ET-07 * DOES OSMOTIC BLOOD-BRAIN BARRIER DISRUPTION ALLOWS EFFLUX PUMP SUBSTRATES DELIVERY TO THE TUMOR AND CNS?

Abstract

Despite decades of research, the median survival of glioblastoma (GBM) patients remains 14.6 months. The presence of the blood-brain barrier (BBB) limits CNS antineoplastic drugs delivery. Many BBB characteristics are involved in the drug delivery limitation, amongst them the efflux pumps. Different delivery strategies, such as the osmotic blood-brain barrier disruption (BBBD) have been developed and used with success in GBM patients.
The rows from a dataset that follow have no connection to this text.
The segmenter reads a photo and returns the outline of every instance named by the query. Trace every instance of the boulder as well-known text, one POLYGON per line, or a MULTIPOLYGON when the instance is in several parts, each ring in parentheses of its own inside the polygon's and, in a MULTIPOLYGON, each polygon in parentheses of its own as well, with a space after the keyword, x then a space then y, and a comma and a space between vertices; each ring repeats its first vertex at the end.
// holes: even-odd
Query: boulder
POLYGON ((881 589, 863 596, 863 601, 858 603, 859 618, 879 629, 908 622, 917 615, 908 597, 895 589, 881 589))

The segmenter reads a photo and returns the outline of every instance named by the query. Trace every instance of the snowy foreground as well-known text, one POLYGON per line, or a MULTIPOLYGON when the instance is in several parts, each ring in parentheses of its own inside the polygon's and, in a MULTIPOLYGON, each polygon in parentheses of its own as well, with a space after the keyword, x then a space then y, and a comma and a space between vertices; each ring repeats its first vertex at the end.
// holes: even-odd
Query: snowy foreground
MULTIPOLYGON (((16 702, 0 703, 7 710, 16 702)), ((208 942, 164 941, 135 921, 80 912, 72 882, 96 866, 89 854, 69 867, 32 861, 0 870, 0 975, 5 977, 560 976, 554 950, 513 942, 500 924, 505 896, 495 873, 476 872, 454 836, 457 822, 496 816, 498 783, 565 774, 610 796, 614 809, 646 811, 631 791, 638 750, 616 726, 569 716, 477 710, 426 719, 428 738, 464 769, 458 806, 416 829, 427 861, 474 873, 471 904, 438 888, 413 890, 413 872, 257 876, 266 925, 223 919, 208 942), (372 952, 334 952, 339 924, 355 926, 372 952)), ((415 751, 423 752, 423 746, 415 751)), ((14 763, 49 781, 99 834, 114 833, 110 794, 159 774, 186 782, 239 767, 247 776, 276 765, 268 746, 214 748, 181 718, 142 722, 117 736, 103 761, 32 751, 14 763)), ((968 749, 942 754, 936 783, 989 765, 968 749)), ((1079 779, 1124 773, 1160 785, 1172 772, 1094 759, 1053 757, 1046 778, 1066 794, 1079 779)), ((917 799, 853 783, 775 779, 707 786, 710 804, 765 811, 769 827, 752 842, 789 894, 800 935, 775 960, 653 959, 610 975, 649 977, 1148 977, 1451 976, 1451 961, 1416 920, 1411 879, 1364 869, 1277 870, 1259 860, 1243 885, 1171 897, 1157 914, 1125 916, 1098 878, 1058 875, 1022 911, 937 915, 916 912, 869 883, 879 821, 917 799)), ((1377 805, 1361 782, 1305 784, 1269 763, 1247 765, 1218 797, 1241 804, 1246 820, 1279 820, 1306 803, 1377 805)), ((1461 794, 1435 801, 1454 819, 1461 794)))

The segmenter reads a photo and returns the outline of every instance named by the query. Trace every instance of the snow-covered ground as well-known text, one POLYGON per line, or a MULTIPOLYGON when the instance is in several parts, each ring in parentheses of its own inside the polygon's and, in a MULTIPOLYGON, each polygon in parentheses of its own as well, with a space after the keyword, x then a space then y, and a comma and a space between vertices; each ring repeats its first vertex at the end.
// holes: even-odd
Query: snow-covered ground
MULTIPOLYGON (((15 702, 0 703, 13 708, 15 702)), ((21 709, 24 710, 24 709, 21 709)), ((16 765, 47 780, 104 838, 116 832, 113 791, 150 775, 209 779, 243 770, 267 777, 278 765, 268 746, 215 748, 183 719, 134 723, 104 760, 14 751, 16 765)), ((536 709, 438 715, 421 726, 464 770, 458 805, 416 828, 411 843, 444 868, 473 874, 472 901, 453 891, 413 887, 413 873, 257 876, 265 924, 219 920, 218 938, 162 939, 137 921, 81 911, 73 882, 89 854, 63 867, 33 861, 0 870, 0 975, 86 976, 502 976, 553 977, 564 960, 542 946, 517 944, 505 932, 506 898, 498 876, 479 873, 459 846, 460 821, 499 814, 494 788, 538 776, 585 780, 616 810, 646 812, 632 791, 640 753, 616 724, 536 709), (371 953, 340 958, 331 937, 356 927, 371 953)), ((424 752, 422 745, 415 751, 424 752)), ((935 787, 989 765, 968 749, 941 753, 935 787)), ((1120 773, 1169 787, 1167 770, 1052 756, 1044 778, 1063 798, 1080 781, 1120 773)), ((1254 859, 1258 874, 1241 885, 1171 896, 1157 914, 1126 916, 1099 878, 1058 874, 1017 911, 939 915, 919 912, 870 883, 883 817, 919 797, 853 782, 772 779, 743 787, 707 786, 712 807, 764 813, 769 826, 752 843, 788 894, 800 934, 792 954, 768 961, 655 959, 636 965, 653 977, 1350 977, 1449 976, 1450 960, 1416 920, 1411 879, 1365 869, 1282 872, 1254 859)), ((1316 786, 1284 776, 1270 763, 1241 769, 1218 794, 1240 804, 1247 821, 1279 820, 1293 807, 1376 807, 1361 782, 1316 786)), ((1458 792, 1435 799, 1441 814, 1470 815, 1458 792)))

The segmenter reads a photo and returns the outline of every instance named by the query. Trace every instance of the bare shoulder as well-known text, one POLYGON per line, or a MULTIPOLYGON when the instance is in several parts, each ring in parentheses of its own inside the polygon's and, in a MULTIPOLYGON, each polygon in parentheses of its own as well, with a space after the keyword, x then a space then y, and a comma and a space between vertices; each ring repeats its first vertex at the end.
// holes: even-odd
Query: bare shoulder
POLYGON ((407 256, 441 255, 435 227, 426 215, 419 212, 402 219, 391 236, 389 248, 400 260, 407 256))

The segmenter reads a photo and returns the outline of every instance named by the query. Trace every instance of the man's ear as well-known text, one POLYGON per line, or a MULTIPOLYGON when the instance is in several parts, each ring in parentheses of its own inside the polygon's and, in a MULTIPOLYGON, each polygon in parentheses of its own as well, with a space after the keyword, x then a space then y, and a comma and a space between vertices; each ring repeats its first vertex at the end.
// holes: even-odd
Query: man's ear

In order to enhance BBBD efficacy, more information is needed about its dynamic process. The aim of this study was to determine if the BBBD procedure can enable the delivery of efflux pump substrates to brain parenchyma and glioma cells. Thirty-two F98-Fischer rats were randomly assigned to 6 groups: 1: control; 2: tariquidar (P-glycoprotein (PGP) inhibitor); 3: BBBD in tumor ipsilateral hemisphere; 4: tariquidar vehicle (n = 3); 5: BBBD negative control (n = 3); and 6: BBBD + tariquidar. An MRI scan was performed to allow PET-MRI images coregistration. A 1-h dynamic PET acquisition was obtained and, with 11C-Carvedilol (a PGP substrate) administered iv during the first minute of the scan. Four volumes of interest (VOI) were studied: tumor volume, distal volume to the tumor in the ipsilateral parenchyma and equivalent control VOIs in the contralateral hemisphere. 11C-Carvedilol uptake ratios of corresponding ipsilateral and contralateral VOIs were computed for every animal. 11C-Carvedilol uptake in tumors was significantly higher on average in tariquidar and BBBD + tariquidar groups compared to the control groups. When comparing 11C-Carvedilol uptake in parenchyma, there was no significant difference between the groups at study. However, only two out of six animals in the BBBD + tariquidar group did show higher 11C-Carvedilol uptake, indicating that the BBBD must be excellent for effective substrate delivery to CNS. These results demonstrate that the BBBD procedure does not allow significant delivery of efflux pump substrates to the CNS, unless excellent BBBD procedure is achieved.